Figure 4: Expenditure on Infant Underwear by Age Group
Figure 5: Expenditure on Cigarettes by Age Group
The Impact on Investment Structural shifts in demographics and income affect consumer spending, which in turn directly influences future industry revenues and earnings. Foreknowledge of these long-term shifts, which are often not priced in by financial markets despite being understood by some players in the market, has been shown to cause excess returns on investment.
Infusive is a resolutely long-term investor focused on the performance of consumer-facing companies over a horizon of 20 or more years.

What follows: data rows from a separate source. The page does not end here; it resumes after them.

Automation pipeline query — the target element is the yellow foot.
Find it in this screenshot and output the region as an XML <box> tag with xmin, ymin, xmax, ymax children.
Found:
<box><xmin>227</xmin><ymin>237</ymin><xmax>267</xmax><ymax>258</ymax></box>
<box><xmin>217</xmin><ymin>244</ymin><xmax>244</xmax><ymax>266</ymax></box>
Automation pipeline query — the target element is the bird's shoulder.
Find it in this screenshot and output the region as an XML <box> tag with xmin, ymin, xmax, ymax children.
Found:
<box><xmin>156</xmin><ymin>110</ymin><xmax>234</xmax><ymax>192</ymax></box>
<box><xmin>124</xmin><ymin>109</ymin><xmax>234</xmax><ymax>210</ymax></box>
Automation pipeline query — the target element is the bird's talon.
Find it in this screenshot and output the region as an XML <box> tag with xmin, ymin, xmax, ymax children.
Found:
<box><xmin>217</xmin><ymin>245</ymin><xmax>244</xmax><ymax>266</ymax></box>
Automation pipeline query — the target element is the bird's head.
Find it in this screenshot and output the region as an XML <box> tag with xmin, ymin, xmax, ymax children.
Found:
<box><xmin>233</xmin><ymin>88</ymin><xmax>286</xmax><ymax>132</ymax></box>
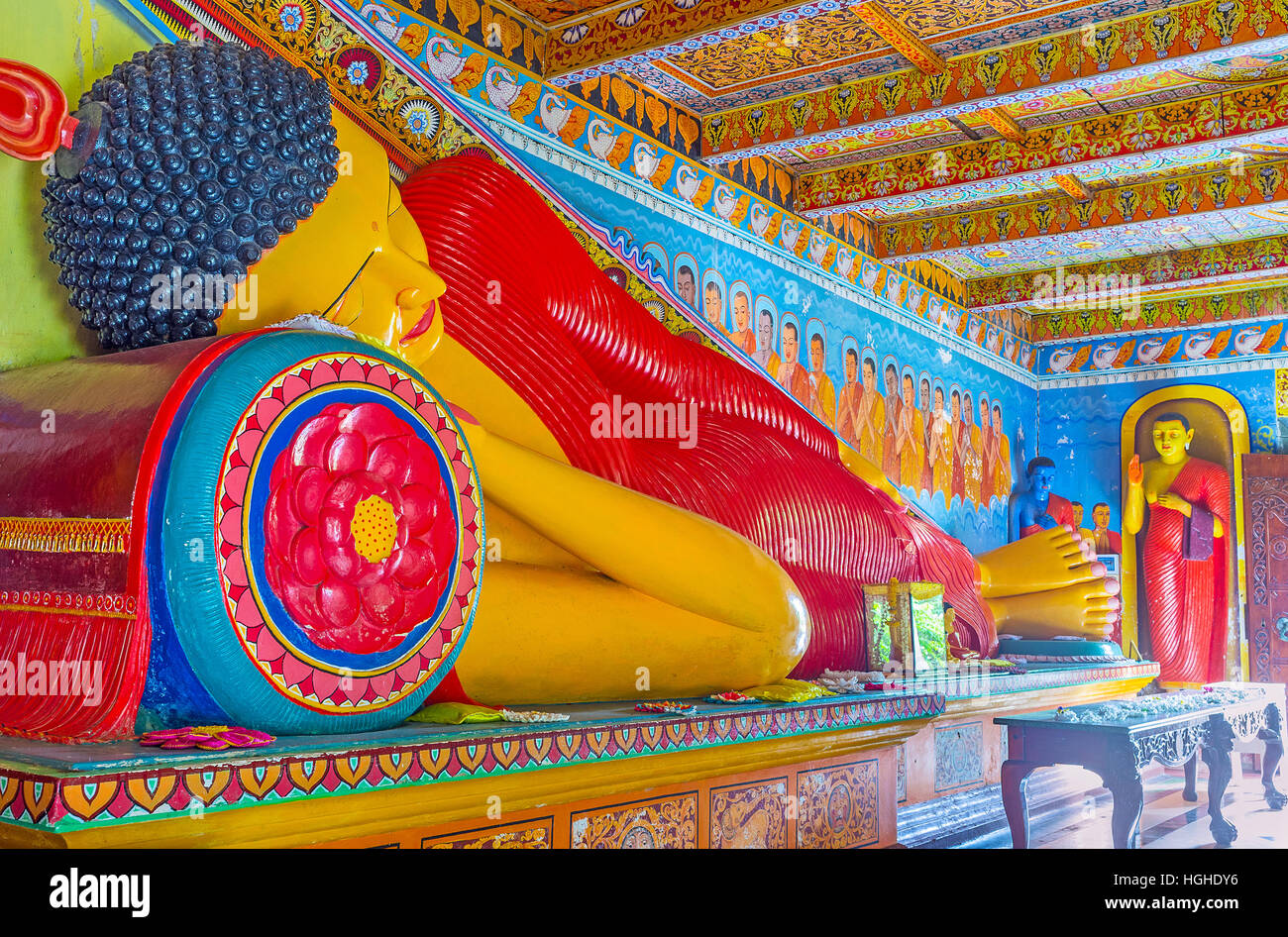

Infusive Intelligence positions Infusive to take account of long-term structural factors mispriced by markets that are dominated by shorter-term investors. When Infusive analyzes companies from the top down, assessing their earnings and prospects in the context of industry peers, Infusive Intelligence provides a complementary perspective from the ground up. It assesses the demographic groups and product categories that are positioned to grow or decline. This helps assess the competitive strength of a company’s product portfolio and geographical exposure.
As Intelligence continues its research of BLS data over the next few months, we will share selected insights with FUSE readers.